Sudden cardiac death kills as many as 300,000 Americans every year, and in most cases the ultimate demise of the individual is due to the abrupt onset of abnormal electrical activity or cardiac arrhythmia. Even though the incidence of sudden cardiac death is often associated with some sort of preexisting condition, a significant number of victims have no apparent underlying cardiovascular disease. The critical, yet unanswered, question is what triggers fatal arrhythmias in these individuals? Although the mechanisms responsible remain largely unknown, there is substantial evidence that heart-brain interactions involving the autonomic nervous system play a critical role in many cases. Our working hypothesis is that dynamic interactions between the sympathetic and parasympathetic branches of the autonomic nervous system trigger abnormal electrical responses that can lead to the generation of life threatening ventricular arrhythmias. We believe that these abnormal responses are due to complex subcellular signaling mechanisms that affect the activity of a number of different ion channels in the heart. To test our hypothesis, we are using a systems biology approach that combines computational modeling with a variety of powerful experimental techniques. These include single cell recording of membrane currents and action potentials as well as live cell imaging of subcellular signaling responses using fluorescence resonance energy transfer (FRET) based biosensors. The ultimate goal is to identify the conditions under which imbalances in autonomic tone are likely to trigger ventricular arrhythmias in order that they might be prevented.

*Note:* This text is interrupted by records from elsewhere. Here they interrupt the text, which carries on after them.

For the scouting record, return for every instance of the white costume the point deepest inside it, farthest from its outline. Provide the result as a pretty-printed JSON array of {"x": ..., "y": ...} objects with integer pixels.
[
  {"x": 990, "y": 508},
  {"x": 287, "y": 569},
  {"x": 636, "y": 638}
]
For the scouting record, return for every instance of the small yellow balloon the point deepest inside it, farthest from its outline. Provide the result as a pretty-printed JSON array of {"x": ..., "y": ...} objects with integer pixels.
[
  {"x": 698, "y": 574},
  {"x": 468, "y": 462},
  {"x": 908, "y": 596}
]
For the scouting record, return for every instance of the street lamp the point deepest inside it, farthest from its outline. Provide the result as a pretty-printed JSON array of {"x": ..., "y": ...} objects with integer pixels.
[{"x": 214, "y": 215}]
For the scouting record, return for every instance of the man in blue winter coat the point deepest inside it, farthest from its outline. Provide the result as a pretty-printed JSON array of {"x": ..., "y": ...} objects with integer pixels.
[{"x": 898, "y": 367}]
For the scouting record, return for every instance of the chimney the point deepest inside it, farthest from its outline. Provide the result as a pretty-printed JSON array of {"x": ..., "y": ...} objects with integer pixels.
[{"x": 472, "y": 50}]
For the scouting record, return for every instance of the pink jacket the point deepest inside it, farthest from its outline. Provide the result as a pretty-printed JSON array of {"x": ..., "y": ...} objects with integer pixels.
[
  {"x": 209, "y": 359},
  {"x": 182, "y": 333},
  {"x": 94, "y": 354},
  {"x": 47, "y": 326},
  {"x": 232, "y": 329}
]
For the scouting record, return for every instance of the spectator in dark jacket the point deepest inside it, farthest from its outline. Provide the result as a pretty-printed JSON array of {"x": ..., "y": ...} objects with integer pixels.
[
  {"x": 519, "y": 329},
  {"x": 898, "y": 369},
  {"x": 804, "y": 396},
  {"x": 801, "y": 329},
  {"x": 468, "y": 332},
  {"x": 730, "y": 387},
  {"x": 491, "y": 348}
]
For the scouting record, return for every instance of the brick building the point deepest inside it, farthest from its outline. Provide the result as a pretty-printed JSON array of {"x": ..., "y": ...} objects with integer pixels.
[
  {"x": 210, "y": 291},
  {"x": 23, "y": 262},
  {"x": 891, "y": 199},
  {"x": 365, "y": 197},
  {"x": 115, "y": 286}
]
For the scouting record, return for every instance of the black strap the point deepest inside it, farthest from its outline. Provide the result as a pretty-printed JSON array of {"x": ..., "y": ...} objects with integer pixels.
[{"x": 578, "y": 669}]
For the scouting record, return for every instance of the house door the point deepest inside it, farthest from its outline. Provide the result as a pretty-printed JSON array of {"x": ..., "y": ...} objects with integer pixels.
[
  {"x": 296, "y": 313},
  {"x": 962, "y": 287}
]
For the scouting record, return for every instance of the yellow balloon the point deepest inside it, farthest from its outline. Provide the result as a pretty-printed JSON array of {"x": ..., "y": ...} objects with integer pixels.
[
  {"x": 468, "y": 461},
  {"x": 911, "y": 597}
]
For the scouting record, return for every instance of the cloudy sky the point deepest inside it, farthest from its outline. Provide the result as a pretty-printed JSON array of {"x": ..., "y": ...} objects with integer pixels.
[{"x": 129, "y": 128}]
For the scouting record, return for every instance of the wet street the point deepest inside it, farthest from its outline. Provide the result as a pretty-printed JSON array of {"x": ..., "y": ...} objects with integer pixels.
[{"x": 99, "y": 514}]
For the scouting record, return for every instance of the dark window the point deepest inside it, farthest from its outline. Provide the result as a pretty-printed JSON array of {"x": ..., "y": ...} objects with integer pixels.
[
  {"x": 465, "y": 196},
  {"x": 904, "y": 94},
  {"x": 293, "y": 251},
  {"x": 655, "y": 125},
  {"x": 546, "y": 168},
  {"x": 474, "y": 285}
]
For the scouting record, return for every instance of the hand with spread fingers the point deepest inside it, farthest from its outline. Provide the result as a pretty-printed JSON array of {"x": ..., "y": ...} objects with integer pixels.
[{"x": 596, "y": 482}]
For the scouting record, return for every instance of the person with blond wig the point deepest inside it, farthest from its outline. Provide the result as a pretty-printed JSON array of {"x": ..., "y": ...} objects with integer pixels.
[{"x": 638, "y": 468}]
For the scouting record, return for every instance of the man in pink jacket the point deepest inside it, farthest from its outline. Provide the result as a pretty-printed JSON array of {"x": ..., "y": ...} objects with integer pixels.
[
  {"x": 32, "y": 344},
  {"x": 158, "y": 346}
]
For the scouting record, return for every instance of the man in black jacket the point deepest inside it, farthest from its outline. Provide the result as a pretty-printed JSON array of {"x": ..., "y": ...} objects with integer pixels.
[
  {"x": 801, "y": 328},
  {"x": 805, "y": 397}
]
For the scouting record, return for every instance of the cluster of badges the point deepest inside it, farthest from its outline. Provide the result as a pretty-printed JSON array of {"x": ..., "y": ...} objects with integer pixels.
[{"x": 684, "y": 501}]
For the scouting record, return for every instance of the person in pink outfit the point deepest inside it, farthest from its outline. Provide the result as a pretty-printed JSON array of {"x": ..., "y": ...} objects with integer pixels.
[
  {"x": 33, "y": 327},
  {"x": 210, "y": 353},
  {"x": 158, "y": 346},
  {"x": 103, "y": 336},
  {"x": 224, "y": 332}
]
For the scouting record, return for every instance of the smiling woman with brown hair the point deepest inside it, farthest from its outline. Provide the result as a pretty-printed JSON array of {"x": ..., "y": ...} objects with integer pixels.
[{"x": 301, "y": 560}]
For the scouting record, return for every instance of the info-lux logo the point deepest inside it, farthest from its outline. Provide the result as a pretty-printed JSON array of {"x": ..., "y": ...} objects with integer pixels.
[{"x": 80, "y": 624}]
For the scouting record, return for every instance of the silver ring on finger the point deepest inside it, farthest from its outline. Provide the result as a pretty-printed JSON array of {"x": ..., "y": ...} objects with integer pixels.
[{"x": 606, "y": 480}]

- Harvey, R.D. and J. Hell. CaV1.2 Signaling Complexes in the Heart. Journal of Molecular and Cellular Cardiology 58:143-152, 2013.
- Harvey, R.D. and S.C. Callaghan. Caveolae create local signaling domains through their distinct protein content, lipid profile and morphology. Journal of Molecular and Cellular Cardiology 52:366-375, 2012.
- Agarwal, S.R., MacDougall, D.A., Tyser, R., Calaghan, S.C., and Harvey R.D. Effects of cholesterol depletion on compartmentalized cAMP responses in adult cardiac myocytes. Journal of Molecular and Cellular Cardiology 50:500-509, 2011.
- Iancu, R.V., S.W. Jones, and R.D. Harvey. Compartmentation of cAMP signaling in cardiac myocytes: a computational study. Biophysical Journal 92:3317-3331, 2007.
- Warrier, S., G. Ramamurthy, R.L. Eckert, V.O. Nikolaev, M.J. Lohse, and R.D. Harvey. cAMP microdomains and Ca2+ channel regulation in cardiac ventricular myocytes. Journal of Physiology 580:765-776, 2007.
- Lehnart, S.E., X.H. Wehrens, S. Reiken. S. Warrier, A.E. Belevych, R.D. Harvey, W. Richter, S.-L. Jin, M. Conti, and A.R. Marks. Phosphodiesterase 4D deficiency in the ryanodine receptor complex promotes heart failure and arrhythmias. Cell 123:1-11, 2005.
- Harvey, R.D. and A.E. Belevych. Muscarinic regulation of cardiac ion channels. British Journal of Pharmacology. 139:1074-1084, 2003.
- Belevych, A. and R.D. Harvey. Muscarinic inhibitory and stimulatory regulation of the L type Ca2+ current is not altered in cardiac myocytes from mice lacking endothelial nitric oxide synthase. Journal of Physiology 528:279-289, 2000.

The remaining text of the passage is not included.